Governor Mark Carney said in October he planned to make it easier for banks to use the lower-quality collateral to get funds - albeit at a price.

He was responding to a review ordered by the central bank's board that said changes since the financial crisis had not gone far enough.

Carney's predecessor, Mervyn King, was criticised by some market participants for being reluctant at the start of the financial crisis to lend banks cash against normally liquid, relatively high-quality assets that could no longer be sold due to market turmoil.

From February 11, banks taking part in the BoE's monthly indexed long-term repo (ILTR) operations to provide funds will be able to use lower-grade collateral that previously could only be used in emergency operations.

"New ILTR auctions (will) provide more liquidity at cheaper rates, longer maturities and against a wider range of collateral than previously available," the BoE said.

There is currently no shortage of liquidity in Britain's financial system, and the BoE said it expected limited demand at the first ILTR for six-month funds on February 11.

Unlike previous ILTRs, the amount of funds on offer is not fixed. Instead the amount of cash available will depend on demand, with a minimum of 5 billion pounds ($8.18 billion)available each month.
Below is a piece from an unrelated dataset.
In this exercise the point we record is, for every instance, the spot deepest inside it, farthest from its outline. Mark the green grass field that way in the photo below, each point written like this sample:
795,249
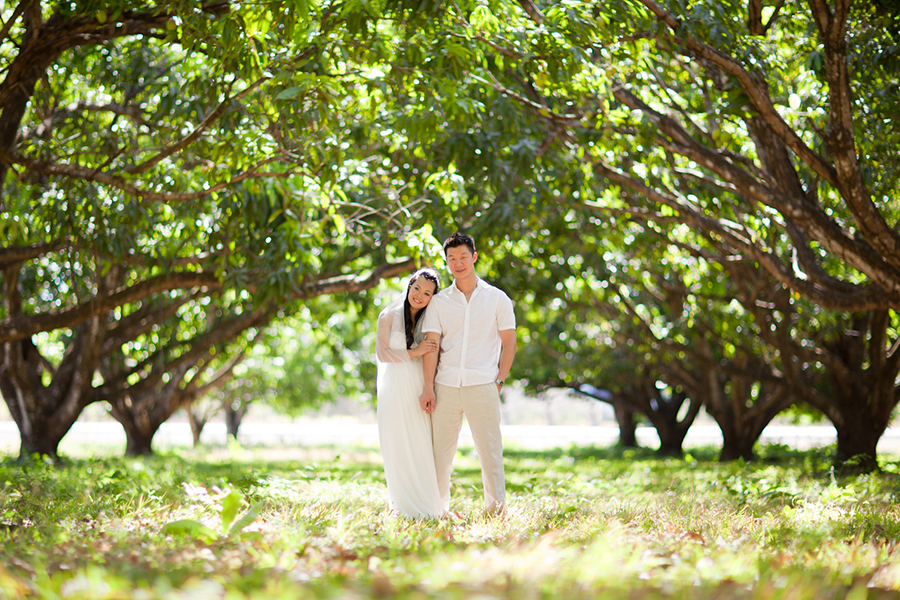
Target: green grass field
582,523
"An important innovation in the design of the ILTR auctions is that they are responsive to market conditions, with the amount of liquidity available rising automatically if there is greater demand," the BoE said.

ILTRs will now have three categories of collateral: top-tier government bonds, second-tier government and corporate bonds and a third tier which includes assets such as banks' loan portfolios.

Banks using lower-quality collateral will have to get it pre-approved by the BoE, and more will be required and it will attract a higher interest charge than top-grade collateral.